People Power in Philadelphia

State officials wanted to talk education funding without hearing from parents. Philly didn't let them.

I’m so proud of my city.

Do we say that enough in Philadelphia? Outside of the Philly Love Notes blog, probably not often enough. But every once in a while, something happens that reveals the underlying character of the city’s population — and we sometimes surprise ourselves when that something is good.

Well, that something happened this week.

Here’s what happened. The state’s Basic Education Funding Committee came to town for two days of hearings. It had a lot of people on the schedule: Mayor Nutter. Superintendent William Hite. Experts from Penn and Temple. School choice advocates. A real array of the city’s smartest and best-known officials.

Not on the schedule? Parents.

Not on the schedule? Students.

The Basic Education Funding Commission wanted to come to town and hear from just about everybody except the people who are most directly affected by the inadequacies in how we fund our schools.

Crazy, right?

Well, Philadelphia didn’t let that stand.

Public Citizens for Children and Youth announced it would hold a separate one-hour hearing and give the tape to the commission.

POWER, a faith-based organizing group, said it would provide witnesses directly to the commission — whether they were wanted or not. “If there is no authentic public comment period provided, we feel we have no other choice but to exercise our rights to do the right thing and provide expert witnesses anyway, regardless of whether or not they have been invited,” the group said in an open letter to the commission.

In other words: Listen to us. Or you’ll have a mess on your hands.

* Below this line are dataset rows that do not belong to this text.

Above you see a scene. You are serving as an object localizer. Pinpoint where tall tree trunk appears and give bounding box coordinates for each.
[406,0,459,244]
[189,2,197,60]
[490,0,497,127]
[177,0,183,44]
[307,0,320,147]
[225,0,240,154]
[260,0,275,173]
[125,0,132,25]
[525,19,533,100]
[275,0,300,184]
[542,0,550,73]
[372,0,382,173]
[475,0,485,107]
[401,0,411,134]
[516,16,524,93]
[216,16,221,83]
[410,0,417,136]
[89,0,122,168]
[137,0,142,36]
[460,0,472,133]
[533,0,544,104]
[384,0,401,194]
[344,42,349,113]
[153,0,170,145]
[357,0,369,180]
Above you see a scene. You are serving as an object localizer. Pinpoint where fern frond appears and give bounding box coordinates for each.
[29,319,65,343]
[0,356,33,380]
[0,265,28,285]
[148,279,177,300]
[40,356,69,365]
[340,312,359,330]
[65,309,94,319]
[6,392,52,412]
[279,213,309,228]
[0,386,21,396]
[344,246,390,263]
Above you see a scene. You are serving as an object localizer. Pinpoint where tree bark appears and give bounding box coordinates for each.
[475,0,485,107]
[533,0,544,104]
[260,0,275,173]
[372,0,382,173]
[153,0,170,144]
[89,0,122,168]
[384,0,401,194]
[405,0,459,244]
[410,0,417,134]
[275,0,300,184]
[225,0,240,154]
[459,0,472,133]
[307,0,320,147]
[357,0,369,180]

Admittedly, I’m not always a fan of such threats. They should probably be used rarely. As often as not, shutting down an event to draw attention to your pet topic is self indulgent. Sometimes, it’s simply rude.

In this case, though, the Basic Education Funding Commission was failing to consider the Big Picture of … basic education funding. All POWER and PCCY did was demand the commission take a broader, fuller view.

The commission, to its credit — albeit under pressure — reconsidered. POWER negotiated a “public comment” period  to be open the second day of hearings — and more importantly, it got the commission to agree to hold a public comment session at its remaining meetings elsewhere around the state. It is, unequivocally, the right thing for the commission to do.

“We fought for public testimony at these hearings because we believe people of this city and state should get a say in their own destiny,” the Rev. Mark Tyler of Mother Bethel A.M.E said in a press release announcing the agreement. “This is not just a win for POWER. It’s a win for Philadelphia and Pennsylvania.”

He’s right. It’s a remarkable thing. And it happened because Philadelphians — residents of one of the most pugnacious, argumentative cities you’ll ever know — took a stand and forced the issue. We used our powers for good. We should all be proud of our city.